ハエの仲間が花粉を運ぶ妖しい花たち「カンアオイとテンナンショウ」筑波実験植物園

 

 

 

 

 

 ハエの仲間が花粉を運ぶ花には、風変わりなものが多く目立ちます。今回開花したカンアオイやテンナンショウの仲間はいずれも、ハエをだまして花粉を運ばせると考えられています。これらの花は、キノコなどに姿や匂いで擬態しており、かわいそうなハエのメスは自分の子供が食べる餌と勘違いして卵を産みにやってくるのです。しかしそこには幼虫の餌となるものは何もなく、ひどい時にはハエは花の中に閉じ込められて息絶えてしまいます。
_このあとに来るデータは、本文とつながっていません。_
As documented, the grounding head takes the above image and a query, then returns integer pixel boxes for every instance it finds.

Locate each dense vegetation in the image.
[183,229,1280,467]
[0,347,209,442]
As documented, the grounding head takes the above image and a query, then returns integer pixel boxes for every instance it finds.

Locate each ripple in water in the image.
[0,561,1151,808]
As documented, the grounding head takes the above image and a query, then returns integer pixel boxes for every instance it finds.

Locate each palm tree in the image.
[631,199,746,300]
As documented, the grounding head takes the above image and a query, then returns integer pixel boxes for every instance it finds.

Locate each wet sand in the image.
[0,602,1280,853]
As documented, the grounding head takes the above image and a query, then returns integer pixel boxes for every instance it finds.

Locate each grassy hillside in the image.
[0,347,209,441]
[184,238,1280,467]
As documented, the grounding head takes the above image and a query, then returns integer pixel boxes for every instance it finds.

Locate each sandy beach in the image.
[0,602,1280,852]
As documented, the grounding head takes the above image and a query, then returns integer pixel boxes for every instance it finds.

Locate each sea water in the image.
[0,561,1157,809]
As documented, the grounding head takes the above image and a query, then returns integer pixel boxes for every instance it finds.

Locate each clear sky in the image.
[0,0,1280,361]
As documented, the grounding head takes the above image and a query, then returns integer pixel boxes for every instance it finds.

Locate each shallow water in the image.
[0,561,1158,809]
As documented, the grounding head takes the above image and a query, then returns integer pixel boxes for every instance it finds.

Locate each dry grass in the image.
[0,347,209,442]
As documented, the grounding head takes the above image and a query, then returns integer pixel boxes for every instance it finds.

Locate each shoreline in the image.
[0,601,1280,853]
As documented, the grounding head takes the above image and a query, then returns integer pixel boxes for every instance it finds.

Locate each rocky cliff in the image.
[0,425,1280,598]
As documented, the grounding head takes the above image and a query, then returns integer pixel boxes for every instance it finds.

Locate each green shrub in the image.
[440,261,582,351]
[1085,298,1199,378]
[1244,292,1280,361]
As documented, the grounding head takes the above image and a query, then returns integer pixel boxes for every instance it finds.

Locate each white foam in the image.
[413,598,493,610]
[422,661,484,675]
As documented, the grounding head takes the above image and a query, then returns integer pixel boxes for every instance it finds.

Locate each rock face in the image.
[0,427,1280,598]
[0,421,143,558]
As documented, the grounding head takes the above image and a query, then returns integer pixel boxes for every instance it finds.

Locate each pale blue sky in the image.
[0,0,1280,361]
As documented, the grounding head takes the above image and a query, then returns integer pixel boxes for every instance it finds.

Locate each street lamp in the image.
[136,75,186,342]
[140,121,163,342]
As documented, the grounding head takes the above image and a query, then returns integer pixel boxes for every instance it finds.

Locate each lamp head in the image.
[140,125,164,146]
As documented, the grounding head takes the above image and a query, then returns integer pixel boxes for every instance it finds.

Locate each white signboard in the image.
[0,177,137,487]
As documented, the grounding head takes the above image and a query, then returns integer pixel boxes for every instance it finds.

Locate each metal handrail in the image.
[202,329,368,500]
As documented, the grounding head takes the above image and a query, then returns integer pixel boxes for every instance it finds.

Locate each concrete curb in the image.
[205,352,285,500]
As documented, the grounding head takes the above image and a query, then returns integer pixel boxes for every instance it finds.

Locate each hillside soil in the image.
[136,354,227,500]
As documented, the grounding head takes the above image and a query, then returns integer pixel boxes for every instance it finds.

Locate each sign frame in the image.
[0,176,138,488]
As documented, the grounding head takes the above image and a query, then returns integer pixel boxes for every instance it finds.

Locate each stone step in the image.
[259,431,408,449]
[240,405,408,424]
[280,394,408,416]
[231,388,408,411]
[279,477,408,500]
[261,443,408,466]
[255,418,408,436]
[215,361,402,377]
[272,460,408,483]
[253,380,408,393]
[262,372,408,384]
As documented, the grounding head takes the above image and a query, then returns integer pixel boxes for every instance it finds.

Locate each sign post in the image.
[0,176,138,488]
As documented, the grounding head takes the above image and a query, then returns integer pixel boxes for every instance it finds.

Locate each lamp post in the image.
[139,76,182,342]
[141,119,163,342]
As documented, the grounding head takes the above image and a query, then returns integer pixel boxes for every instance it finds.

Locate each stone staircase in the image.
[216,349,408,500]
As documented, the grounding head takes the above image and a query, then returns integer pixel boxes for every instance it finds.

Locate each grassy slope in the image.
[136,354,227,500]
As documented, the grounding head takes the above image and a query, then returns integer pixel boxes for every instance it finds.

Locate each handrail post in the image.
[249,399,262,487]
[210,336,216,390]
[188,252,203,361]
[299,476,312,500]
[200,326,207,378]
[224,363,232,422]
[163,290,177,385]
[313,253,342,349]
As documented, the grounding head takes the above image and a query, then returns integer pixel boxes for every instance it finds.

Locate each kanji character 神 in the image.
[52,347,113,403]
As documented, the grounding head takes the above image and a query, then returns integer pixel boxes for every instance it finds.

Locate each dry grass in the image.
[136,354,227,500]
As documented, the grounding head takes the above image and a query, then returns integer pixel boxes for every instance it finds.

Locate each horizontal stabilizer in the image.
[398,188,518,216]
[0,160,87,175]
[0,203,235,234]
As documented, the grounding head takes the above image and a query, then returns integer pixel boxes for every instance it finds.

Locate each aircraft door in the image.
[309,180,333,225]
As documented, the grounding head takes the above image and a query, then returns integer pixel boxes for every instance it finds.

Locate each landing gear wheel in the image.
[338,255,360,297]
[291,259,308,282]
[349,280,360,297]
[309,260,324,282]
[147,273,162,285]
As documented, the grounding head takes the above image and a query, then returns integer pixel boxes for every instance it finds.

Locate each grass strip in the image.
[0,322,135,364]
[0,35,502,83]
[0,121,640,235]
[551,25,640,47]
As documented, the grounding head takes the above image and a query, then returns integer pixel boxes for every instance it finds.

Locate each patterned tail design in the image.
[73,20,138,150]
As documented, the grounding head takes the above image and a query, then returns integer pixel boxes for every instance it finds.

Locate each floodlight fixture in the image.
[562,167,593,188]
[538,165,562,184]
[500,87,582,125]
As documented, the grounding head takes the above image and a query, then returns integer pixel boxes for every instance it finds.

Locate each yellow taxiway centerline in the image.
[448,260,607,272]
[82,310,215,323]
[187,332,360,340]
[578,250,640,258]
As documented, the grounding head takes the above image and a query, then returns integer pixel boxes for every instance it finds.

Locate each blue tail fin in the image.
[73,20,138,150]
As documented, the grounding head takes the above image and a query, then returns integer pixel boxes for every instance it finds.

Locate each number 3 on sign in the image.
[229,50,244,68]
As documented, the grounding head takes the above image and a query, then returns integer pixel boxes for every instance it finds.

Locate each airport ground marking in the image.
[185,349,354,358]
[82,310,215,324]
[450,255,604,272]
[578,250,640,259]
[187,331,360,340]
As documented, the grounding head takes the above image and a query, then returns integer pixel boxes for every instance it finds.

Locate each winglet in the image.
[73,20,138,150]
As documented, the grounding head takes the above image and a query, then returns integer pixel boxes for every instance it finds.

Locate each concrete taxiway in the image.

このような花たちを研究することで、昆虫を操る仕組みの解明も期待できます。

 
〔希少!見ごろは3月中旬頃までです〕
 

 

 

 

【カンアオイの仲間】

教育棟にあります

ハツシマカンアオイ

【テンナンショウの仲間】

※展示は終了しました

アリセマ・インクルスム

ハツシマカンアオイ
Asarum hatsushimae
ウマノスズクサ科
琉球列島、徳之島の固有種で、2つの産地しか知られていない希少な種です。萼筒、花茎が長くなること、花が横向きとなることが種の特徴です。和名、学名は琉球列島の植物を研究した初島住彦氏にちなみます。環境省により、絶滅危惧IB類に指定されています。

アリセマ・リヘンガヌム
Arisaema lihenganum
サトイモ科
中国雲南省南部に自生するテンナンショウ属の1種で、2003年に発表された新種。付属体の先端が細かく裂けてとても目立ちます。空気のかすかな動きにゆらめき、花粉を運んでもらう昆虫を誘っています。

 

シラユキカンアオイ(タニムラアオイ) アリセマ・リヘンガヌム

シラユキカンアオイ(タニムラアオイ)
Asarum leucosepalum
ウマノスズクサ科
琉球列島、徳之島の固有種で、1994年に新種として記載されました。林床の石灰岩土壌に生育します。萼裂片が白くなることが種の特徴です。和名の「白雪寒葵」は白い花に由来します。

アリセマ・インクルスム
Arisaema inclusum
サトイモ科
インドネシアのスマトラ島、ジャワ島、フロレス島に分布するテンナンショウ属の1種。標高1500mくらいの熱帯山地林の林床に自生する希少種です。日本では当園でしか咲いた例がありません。